The difference is that Saint Paul seems to attribute the foolishness and the weakness as essential properties of the divinity, that was at least the impression of the Jews and the Greeks. They saw the weakness and foolishness of the Word of the Cross as reversal of the major divine attributes of Power and Wisdom. But we should understand better the meaning that gave saint Paul to these “weakness and foolishness”. The two epithets don’t have the value of attributes because Paul clarifies straight away than “this foolishness of God is wiser than human wisdom, and this weakness is stronger than human strength” (1 Cor. 1:25). Then, we should not give to these qualifiers, alternately negative and positive, the function of constitutive elements of the divine essence. They serve as simple supports of one movement of transcendence that exceeds the negative as the positive and allows to catch a glimpse of the beyond of our determinations, always too human and limited. It is not about a systematic depreciation of such positive values as power and wisdom by the ressentiment and the diminished vitality. Saint Paul doesn’t take leave of this power and this wisdom, he practices them, and likes to practice them, but he knows well than they can’t be the last word when it is about this divine element that surpasses and challenges every language. In any case, the important here is the direction of the gaze toward a divine beyond the traditional religious and philosophical images and concepts. The excessive tonality of the terms adopted by Saint Paul, symbolizes the excess that must take us when it is about “the name that is above every name” (Phil 2:9) and that gives us the movement to go always beyond. The Cross itself invites us to go beyond ourselves as beyond every other thing.

It is, by the way, the same scandalous index of foolishness that we observe in the beatitudes of the Gospel which are at the heart of the message of the Cross. “You have heard that it was said, ‘An eye for an eye and a tooth for a tooth.’ But I say to you, do not resist the one who is evil. But if anyone slaps you on the right cheek, turn to him the other also” (Mat 5:38-39). Here again it is less about to oppose one contrary to another contrary, than to turn our attention to the other as other, to transform our mind and become able to enter in the new world called by Jesus Kingdom of the Sky. The proposed mutation exceeds the order of the justice of equivalence: an eye for an eye, this for that. It’s impossible to content ourselves with the common sense or le bon sens. The Transfiguration and the Beatitudes joint to the Cross exceed the common sense in its everyday experience, because the Transfiguration is about a new creation and a new man, or if you prefer about new values that transcend the old values.

Finally, The Transfiguration effectuated by Cross doesn’t stir the interest only of the men that should be saved. It concerns the whole creation. At least, that is what we can read in the Letter to the Romans for the creation that in bondage, in the groaning and the pains of childbirth, “waits with eager longing” not only for the revealing of the sons of God”, but “in hope that the creation itself will be set free from its bondage to corruption and obtain the freedom of the glory of the children of God” (Rom 8:19-23).
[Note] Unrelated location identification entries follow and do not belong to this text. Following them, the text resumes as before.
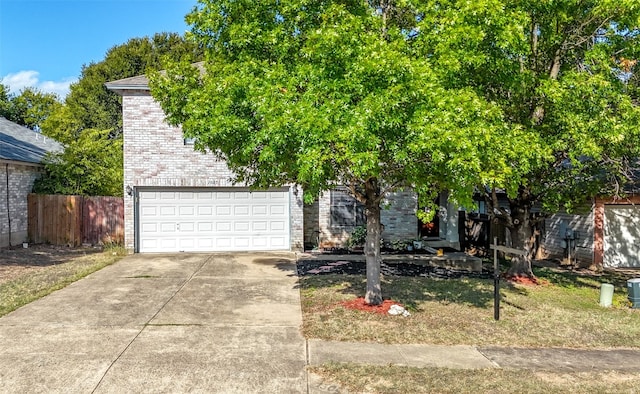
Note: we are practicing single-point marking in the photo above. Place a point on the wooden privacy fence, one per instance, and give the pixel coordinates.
(74, 220)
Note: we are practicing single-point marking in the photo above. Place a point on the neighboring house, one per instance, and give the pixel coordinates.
(607, 235)
(21, 154)
(177, 199)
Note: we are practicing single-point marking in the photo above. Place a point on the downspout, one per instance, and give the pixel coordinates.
(8, 199)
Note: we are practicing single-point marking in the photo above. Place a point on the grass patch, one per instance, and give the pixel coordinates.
(394, 379)
(563, 313)
(33, 285)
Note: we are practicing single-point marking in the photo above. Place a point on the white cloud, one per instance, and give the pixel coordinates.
(22, 79)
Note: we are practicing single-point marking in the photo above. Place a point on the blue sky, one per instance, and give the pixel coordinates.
(45, 43)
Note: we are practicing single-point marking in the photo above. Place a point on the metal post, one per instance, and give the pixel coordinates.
(496, 281)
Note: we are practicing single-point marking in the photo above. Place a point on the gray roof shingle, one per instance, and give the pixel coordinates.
(140, 82)
(18, 143)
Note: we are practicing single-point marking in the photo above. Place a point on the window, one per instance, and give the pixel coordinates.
(346, 211)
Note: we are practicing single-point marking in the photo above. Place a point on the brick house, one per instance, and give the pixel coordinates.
(21, 153)
(177, 199)
(604, 234)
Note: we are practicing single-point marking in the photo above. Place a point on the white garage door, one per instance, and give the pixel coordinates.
(621, 236)
(212, 220)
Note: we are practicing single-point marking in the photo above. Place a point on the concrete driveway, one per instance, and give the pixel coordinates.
(163, 323)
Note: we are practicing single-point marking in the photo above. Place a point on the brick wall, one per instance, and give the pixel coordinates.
(21, 178)
(398, 217)
(554, 234)
(155, 156)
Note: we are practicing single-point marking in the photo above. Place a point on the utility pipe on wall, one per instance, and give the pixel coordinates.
(8, 199)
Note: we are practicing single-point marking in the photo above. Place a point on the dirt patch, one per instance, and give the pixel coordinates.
(361, 305)
(16, 261)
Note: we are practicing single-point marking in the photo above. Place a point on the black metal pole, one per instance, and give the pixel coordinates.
(496, 281)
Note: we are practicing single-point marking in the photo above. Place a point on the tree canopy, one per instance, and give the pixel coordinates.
(327, 93)
(29, 108)
(563, 71)
(89, 123)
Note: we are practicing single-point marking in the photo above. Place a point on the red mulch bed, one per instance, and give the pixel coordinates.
(360, 305)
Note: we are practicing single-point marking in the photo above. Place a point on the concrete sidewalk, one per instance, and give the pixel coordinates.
(226, 323)
(472, 357)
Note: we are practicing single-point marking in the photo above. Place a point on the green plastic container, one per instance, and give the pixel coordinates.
(633, 287)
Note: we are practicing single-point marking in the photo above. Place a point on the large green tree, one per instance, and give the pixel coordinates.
(560, 70)
(89, 124)
(29, 108)
(325, 93)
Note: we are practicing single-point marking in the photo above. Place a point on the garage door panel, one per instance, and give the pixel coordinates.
(241, 210)
(167, 227)
(213, 220)
(260, 226)
(167, 210)
(278, 242)
(223, 243)
(261, 210)
(186, 211)
(242, 226)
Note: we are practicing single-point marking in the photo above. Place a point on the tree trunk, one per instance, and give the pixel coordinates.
(373, 295)
(522, 239)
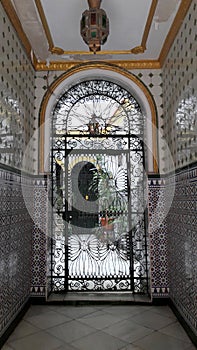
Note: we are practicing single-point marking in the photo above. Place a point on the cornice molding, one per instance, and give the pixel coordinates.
(178, 20)
(65, 65)
(12, 15)
(60, 51)
(126, 64)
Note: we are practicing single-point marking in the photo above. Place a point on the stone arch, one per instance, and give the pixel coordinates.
(105, 71)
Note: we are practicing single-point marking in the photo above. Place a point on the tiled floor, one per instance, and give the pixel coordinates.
(103, 327)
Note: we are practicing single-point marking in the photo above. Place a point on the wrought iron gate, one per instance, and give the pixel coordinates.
(99, 221)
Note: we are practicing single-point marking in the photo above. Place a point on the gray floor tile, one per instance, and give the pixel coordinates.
(128, 330)
(40, 341)
(23, 329)
(159, 341)
(191, 347)
(66, 347)
(125, 311)
(99, 341)
(47, 320)
(70, 331)
(35, 310)
(6, 347)
(131, 347)
(152, 320)
(73, 312)
(164, 311)
(177, 331)
(100, 319)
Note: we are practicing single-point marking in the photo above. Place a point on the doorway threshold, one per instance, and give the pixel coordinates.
(99, 298)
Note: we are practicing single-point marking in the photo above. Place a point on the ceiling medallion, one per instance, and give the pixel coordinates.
(94, 26)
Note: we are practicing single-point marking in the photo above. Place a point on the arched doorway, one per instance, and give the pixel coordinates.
(98, 244)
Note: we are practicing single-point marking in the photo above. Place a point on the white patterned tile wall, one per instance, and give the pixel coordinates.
(17, 121)
(182, 244)
(15, 245)
(180, 93)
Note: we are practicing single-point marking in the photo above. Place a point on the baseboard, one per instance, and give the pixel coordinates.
(14, 323)
(38, 300)
(184, 324)
(160, 301)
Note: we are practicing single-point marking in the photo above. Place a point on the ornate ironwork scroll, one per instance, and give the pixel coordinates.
(99, 241)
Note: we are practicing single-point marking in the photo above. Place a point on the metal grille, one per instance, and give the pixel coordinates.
(99, 224)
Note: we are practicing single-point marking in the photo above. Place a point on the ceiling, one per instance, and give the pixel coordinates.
(141, 31)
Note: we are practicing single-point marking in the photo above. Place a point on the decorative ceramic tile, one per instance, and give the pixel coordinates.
(15, 248)
(182, 245)
(158, 239)
(39, 236)
(179, 93)
(16, 100)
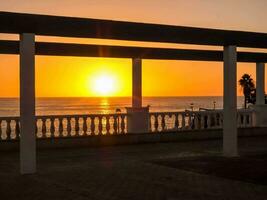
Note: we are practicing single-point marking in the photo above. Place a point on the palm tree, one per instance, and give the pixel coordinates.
(247, 85)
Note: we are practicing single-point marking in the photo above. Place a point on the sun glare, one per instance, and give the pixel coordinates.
(104, 85)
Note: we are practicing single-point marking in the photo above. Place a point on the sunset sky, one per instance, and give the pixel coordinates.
(74, 76)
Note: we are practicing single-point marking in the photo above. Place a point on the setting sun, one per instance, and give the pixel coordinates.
(104, 85)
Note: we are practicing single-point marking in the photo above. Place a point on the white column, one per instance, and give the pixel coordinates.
(260, 82)
(138, 116)
(229, 102)
(27, 104)
(136, 83)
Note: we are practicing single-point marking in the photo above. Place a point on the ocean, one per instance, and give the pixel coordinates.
(105, 105)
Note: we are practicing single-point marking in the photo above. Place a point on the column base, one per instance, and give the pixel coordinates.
(137, 119)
The cross is raising not only on the earth of men and for the men only. It is raising on the whole creation. A huge hope, also theological, in its manner, traverses the world in all its composing universes. It is important to separate not the man from his world: the anthropology is also cosmology. Crux spes unica.

The Transfiguration invites us to conversion, to recreation of our vision and mind. Then we can discover its true sense: the blessed transfiguration of everything in us and in front of us, the divine that shines through all creatures, the whole transfigured world in the Crucified, that is what Teilhard calls “the most beautiful mystery”.

[1] Dante, Divine Comedy, Paradiso, I:1-3, transl. Durling, Martinez, Oxford University Press, 2011.